The fact is, warming up is a vital process that prepares our body’s for the intense physical demands we are about to place on it. In preparing our body’s we are ensuring that the risk of injury is reduced, the movement patterns we need to perform are able to be completed and our muscles are warm and ready to train.
Even if you are the most injury resilient person on this planet, I can assure you that you won’t be performing at full capacity without a proper warm up.
And unfortunately, a lot of people think this way. And by thinking this way it shows that more people are concerned with what they look like than what they can physically achieve in there training. There is a big difference between having an athletic look and having an athletically functioning body.
So with this in mind, we are going to delve a little deeper into the purpose of a warm up and how it can get you prepared to rip in to your workout.
– Increase in Core Temperature – Starting movements in a slower motion with lower intensity is a great way to start a session. It helps the body start to sweat a little and ensure that you aren’t going to start the main part of the session with cold, unprepared muscles. Higher muscle temperatures will lead to quicker muscle contractions which can lead to better performances.
– Increased Heart Rate and Breathing Rate – Increasing your heart rate is a massive must in your warm up protocol. If you don’t get your heart rate high in your warm up, you’ll struggle to be able to sustain a consistent working rate throughout your workout and potentially be more susceptible to fatigue. Being able to control your breathing is another crucial aspect that is closely linked to your heart rate. Your muscles rely on a supply of oxygen throughout a workout which is directly affected by your ventilation and heart rate, both of which increase in proportion to your training intensity.
– Increase in Strength – The warm up provides a good opportunity to work on more functional movement patterns that can help to increase your strength in various weak spots. The warm up is a good time to consolidate specific movement patterns to help enhance your overall strength.
– Stimulate your Aerobic and Anaerobic Capacity – The way a warm up works, starting with a low intensity and progressively building throughout the warm up, helps to increase your aerobic capacity and also anaerobic capacity if you do short explosive work before your main set.
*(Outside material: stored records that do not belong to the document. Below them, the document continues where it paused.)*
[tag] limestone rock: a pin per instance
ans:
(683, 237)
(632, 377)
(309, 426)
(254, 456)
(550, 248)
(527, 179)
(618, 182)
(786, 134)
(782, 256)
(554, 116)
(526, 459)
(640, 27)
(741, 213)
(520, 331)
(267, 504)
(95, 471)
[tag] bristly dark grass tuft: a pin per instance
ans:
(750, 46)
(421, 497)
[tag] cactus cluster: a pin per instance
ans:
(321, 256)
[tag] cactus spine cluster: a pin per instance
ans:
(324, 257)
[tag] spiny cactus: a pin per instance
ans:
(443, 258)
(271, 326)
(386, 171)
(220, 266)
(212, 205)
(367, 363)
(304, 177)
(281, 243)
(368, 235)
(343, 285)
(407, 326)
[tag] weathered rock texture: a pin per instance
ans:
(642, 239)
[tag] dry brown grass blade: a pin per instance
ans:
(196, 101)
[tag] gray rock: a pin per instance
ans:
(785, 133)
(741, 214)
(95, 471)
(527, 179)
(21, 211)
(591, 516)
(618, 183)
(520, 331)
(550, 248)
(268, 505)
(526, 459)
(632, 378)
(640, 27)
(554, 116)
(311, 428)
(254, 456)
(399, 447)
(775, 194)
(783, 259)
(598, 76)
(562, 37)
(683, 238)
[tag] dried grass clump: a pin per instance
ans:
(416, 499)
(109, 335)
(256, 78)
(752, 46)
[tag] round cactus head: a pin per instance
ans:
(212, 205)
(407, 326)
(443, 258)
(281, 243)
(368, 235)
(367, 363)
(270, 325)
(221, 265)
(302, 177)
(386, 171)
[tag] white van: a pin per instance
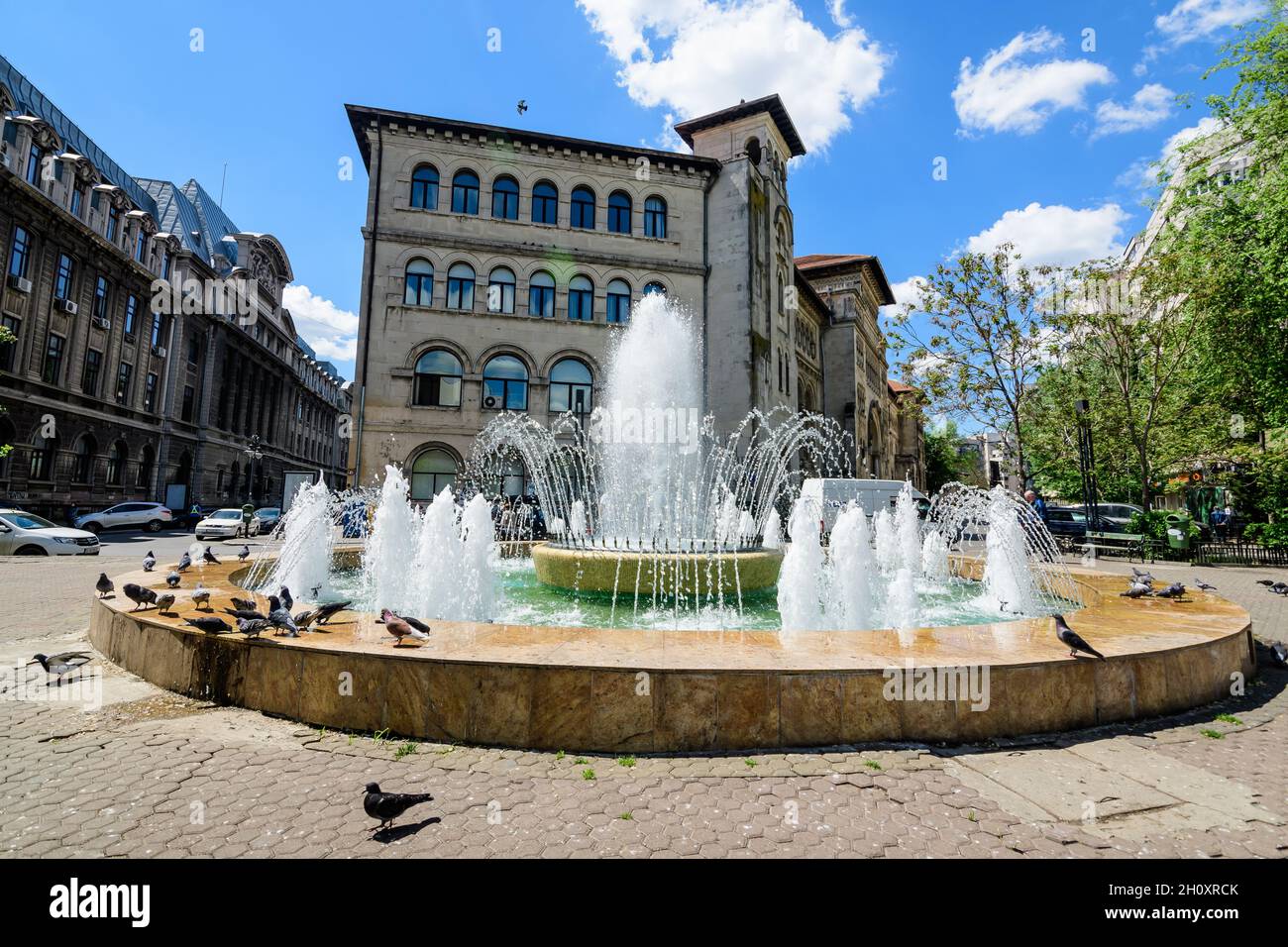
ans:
(829, 496)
This will help to increase your heart rate and improve your working capacity throughout the session.
– Completing New Movements – The introduction to new movements is a great way to keep your warm ups fun, functional and constantly improving all aspects of your overall fitness. Movements that target weak areas in particular are a great asset to a warm up routine as they will help to activate muscles that may normally switch off during a workout. The can also help to improve form and technique.
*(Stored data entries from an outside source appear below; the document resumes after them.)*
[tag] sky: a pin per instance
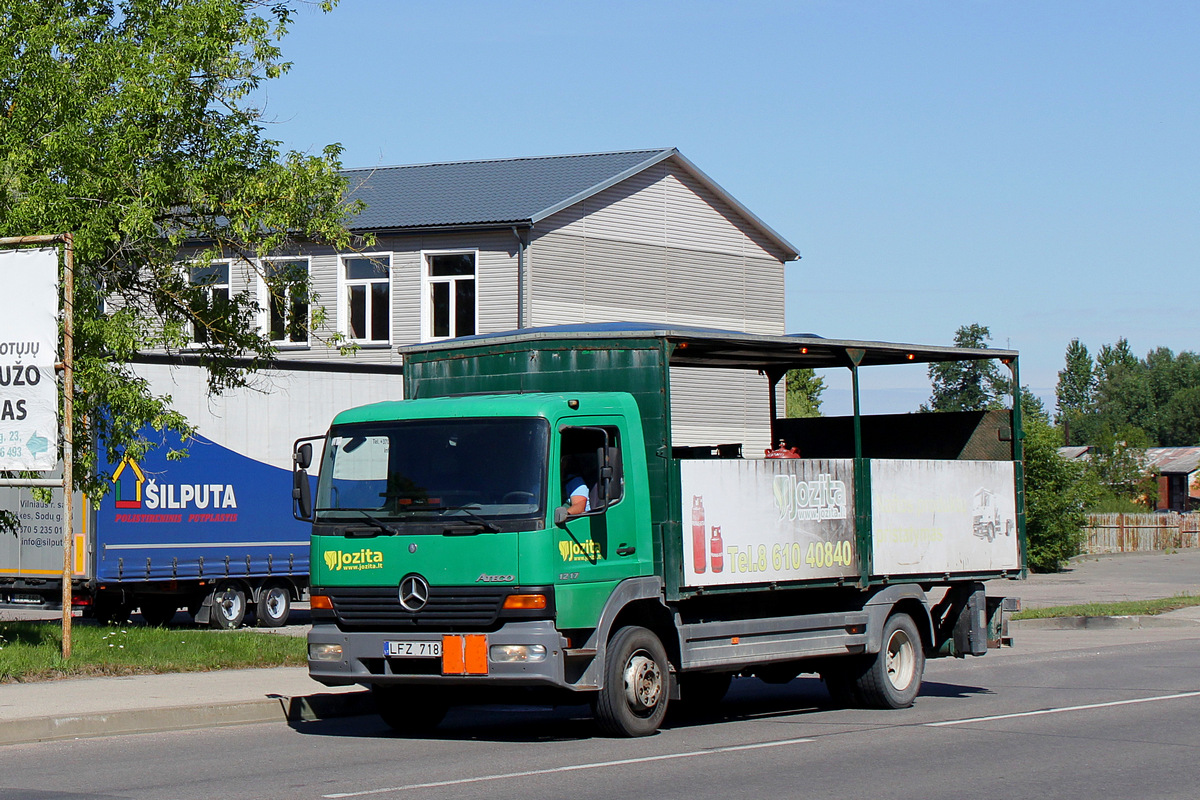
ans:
(1031, 167)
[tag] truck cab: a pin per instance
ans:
(523, 523)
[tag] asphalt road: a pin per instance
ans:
(1067, 714)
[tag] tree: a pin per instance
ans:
(967, 385)
(130, 124)
(803, 391)
(1056, 493)
(1077, 383)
– Enhance Flexibility and Improve Mobility and Stability – One may think these aspects are all the same but they are very different and all vital to our exercising capacity. The more we exercise, and the older we become the more vital these three aspects play in our day to day life. The more flexible we become the greater our range of movement becomes helping to improve our mobility. Ensuring we are always completing these movements in a stable and controlled way will help to ensure no muscle imbalances occur and decrease the pre-management of injuries. Improve these three qualities is vital to becoming a more functional athlete.
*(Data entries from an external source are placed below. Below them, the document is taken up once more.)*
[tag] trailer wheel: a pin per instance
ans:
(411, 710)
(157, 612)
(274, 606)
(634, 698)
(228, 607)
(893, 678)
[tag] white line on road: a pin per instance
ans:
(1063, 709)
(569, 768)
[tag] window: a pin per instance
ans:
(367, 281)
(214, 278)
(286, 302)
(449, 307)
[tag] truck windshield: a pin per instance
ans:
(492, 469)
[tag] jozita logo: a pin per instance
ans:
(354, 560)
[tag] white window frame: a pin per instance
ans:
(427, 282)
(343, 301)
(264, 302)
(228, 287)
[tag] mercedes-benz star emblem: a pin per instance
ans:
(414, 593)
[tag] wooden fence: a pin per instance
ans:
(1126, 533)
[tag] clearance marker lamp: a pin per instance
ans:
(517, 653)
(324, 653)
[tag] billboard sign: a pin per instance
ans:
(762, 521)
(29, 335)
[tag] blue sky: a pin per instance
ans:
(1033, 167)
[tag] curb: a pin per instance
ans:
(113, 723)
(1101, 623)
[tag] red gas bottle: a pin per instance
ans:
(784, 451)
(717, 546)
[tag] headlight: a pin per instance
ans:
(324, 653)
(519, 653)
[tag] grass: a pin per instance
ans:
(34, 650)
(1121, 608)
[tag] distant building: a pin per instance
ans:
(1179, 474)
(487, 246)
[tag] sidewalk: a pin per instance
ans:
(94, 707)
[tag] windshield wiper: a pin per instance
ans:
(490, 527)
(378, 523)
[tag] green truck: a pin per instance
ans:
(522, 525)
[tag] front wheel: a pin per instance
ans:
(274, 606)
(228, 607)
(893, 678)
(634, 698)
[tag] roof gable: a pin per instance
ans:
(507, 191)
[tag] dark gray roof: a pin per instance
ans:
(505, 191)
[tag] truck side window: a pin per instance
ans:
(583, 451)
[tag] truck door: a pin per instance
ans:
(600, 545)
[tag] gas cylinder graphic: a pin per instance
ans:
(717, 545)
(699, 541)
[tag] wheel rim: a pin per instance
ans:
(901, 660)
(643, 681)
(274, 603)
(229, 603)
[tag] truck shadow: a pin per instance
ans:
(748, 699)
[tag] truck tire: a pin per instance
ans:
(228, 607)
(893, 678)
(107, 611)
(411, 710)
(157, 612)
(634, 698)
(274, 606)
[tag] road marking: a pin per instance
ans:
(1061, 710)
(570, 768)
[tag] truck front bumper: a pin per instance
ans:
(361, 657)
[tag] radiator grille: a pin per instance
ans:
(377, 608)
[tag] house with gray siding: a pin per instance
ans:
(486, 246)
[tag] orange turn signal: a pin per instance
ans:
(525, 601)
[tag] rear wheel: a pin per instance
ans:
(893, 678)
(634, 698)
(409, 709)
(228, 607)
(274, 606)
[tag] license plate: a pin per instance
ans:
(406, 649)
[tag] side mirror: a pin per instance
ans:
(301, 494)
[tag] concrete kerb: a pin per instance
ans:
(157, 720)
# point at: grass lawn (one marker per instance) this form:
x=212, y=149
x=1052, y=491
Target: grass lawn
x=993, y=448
– Stimulate the Central Nervous System – Waking up the central nervous system is another significant benefit of the warm up. Numerous signalling pathways between the central nervous system and muscles are strengthened during the warm up. When your central nervous system is activating all required signalling pathways your performance will be more fluent and efficient, and your awareness and co-ordination will be heightened. This will enhance performance and lead to a more beneficial training session.
– Improved Focus – The warm up is a great way to clear your head and focus on what you are about to achieve. A massive performance decrement comes from external stressors and the warm up proves a great time to eliminate these and focus on the task at hand. Self talk has been associated with improvements in performance so make sure you think positive and get those negative thoughts out of your head.